Comparative study of the quantitative accuracy of oncological PET imaging based on deep learning methods.

Abstract

[18F] Fluorodeoxyglucose (FDG) positron emission tomography/computed tomography (PET/CT) is an important tool for tumor assessment. Shortening scanning time and reducing the amount of radioactive tracer remain the most difficult challenges. Deep learning methods have provided powerful solutions, thus making it important to choose an appropriate neural network architecture. A total of 311 tumor patients who underwent 18F-FDG PET/CT were retrospectively collected. The PET collection time was 3 min/bed.

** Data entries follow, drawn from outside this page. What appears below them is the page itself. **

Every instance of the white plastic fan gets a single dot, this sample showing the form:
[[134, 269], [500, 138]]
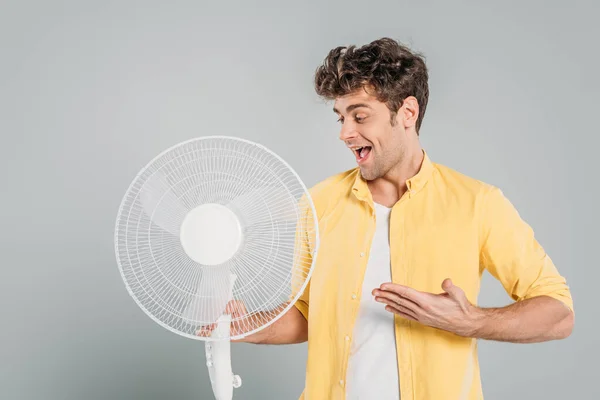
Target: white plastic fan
[[208, 221]]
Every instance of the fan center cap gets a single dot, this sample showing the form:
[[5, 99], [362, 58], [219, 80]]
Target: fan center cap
[[210, 234]]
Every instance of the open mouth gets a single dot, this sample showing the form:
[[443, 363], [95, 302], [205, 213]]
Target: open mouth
[[362, 153]]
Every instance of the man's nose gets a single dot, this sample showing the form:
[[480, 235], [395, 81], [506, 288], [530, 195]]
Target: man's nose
[[348, 132]]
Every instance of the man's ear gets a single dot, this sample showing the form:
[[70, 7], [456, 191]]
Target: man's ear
[[409, 112]]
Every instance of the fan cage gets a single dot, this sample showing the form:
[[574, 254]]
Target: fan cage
[[273, 264]]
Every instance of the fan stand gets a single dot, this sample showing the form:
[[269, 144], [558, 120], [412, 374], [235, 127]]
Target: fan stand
[[210, 235]]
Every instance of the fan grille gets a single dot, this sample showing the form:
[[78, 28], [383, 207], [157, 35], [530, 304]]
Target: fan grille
[[273, 263]]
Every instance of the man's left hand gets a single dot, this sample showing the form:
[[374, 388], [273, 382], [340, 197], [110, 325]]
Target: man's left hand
[[450, 310]]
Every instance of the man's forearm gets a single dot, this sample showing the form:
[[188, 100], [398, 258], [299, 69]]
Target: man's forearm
[[533, 320], [291, 328]]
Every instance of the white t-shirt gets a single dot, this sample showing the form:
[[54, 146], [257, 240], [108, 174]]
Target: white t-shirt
[[373, 368]]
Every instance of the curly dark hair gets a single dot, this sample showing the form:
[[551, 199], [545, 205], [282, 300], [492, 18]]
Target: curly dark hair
[[391, 69]]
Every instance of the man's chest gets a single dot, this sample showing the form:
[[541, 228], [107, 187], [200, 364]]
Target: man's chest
[[425, 247]]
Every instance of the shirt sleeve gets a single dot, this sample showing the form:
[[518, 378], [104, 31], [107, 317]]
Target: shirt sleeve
[[512, 254], [304, 246]]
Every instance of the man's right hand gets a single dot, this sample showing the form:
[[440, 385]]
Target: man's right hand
[[239, 322]]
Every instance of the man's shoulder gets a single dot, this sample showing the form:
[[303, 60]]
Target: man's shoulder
[[461, 183]]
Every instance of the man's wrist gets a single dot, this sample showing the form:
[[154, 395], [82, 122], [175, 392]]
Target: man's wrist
[[477, 320]]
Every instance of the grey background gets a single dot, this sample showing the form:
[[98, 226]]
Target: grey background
[[91, 91]]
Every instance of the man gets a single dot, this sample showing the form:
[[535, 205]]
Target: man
[[390, 311]]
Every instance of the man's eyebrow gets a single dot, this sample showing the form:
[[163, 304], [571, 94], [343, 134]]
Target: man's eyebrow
[[352, 107]]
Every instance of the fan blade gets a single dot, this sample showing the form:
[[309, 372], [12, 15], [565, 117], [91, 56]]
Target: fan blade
[[161, 205]]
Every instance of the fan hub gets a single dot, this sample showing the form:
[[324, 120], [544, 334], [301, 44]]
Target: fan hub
[[210, 234]]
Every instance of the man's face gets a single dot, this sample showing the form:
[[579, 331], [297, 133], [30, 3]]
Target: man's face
[[367, 130]]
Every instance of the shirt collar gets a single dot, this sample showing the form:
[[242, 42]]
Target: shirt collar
[[361, 190]]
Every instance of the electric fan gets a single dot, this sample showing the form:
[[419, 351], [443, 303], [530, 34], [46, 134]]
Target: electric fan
[[212, 223]]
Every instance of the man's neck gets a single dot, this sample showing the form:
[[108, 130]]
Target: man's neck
[[388, 189]]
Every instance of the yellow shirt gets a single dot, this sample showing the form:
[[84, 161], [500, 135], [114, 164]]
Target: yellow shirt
[[447, 225]]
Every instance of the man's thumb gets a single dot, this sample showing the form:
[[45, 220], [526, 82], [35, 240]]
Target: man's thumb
[[454, 291]]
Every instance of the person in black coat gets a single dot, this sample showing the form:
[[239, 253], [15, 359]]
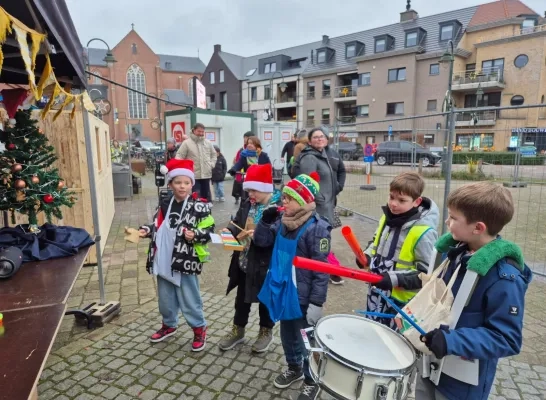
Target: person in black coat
[[248, 268]]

The first 15 and 30 s of each bed collection time were selected to simulate low-dose collection, and the pre-90s was used as the clinical standard protocol. Low-dose PET was used as input, convolutional neural network (CNN, 3D Unet as representative) and generative adversarial network (GAN, P2P as representative) were used to predict the full-dose images. The image visual scores, noise levels and quantitative parameters of tumor tissue were compared. There was high consistency in image quality scores among all groups [Kappa =0.719, 95% confidence interval (CI): 0.697-0.741, P<0.001]. There were 264 cases (3D Unet-15s), 311 cases (3D Unet-30s), 89 cases (P2P-15s) and 247 cases (P2P-30s) with image quality score ≥3, respectively. There was significant difference in the score composition among all groups (χ2=1,325.46, P<0.001). Both deep learning models reduced the standard deviation (SD) of background, and increased the signal-to-noise ratio (SNR). When 8%PET images were used as input, P2P and 3D Unet had similar enhancement effect on SNR of tumor lesions, but 3D Unet could significantly improve the contrast-noise ratio (CNR) (P<0.05). There was no significant difference in SUVmean of tumor lesions compared with s-PET group (P>0.05). When 17%PET image was used as input, SNR, CNR and SUVmax of tumor lesion of 3D Unet group had no statistical difference with those of s-PET group (P>0.05). Both GAN and CNN can suppress image noise to varying degrees and improve image quality. However, when 3D Unet reduces the noise of tumor lesions, it can improve the CNR of tumor lesions. Moreover, quantitative parameters of tumor tissue are similar to those under the standard acquisition protocol, which can meet the needs of clinical diagnosis.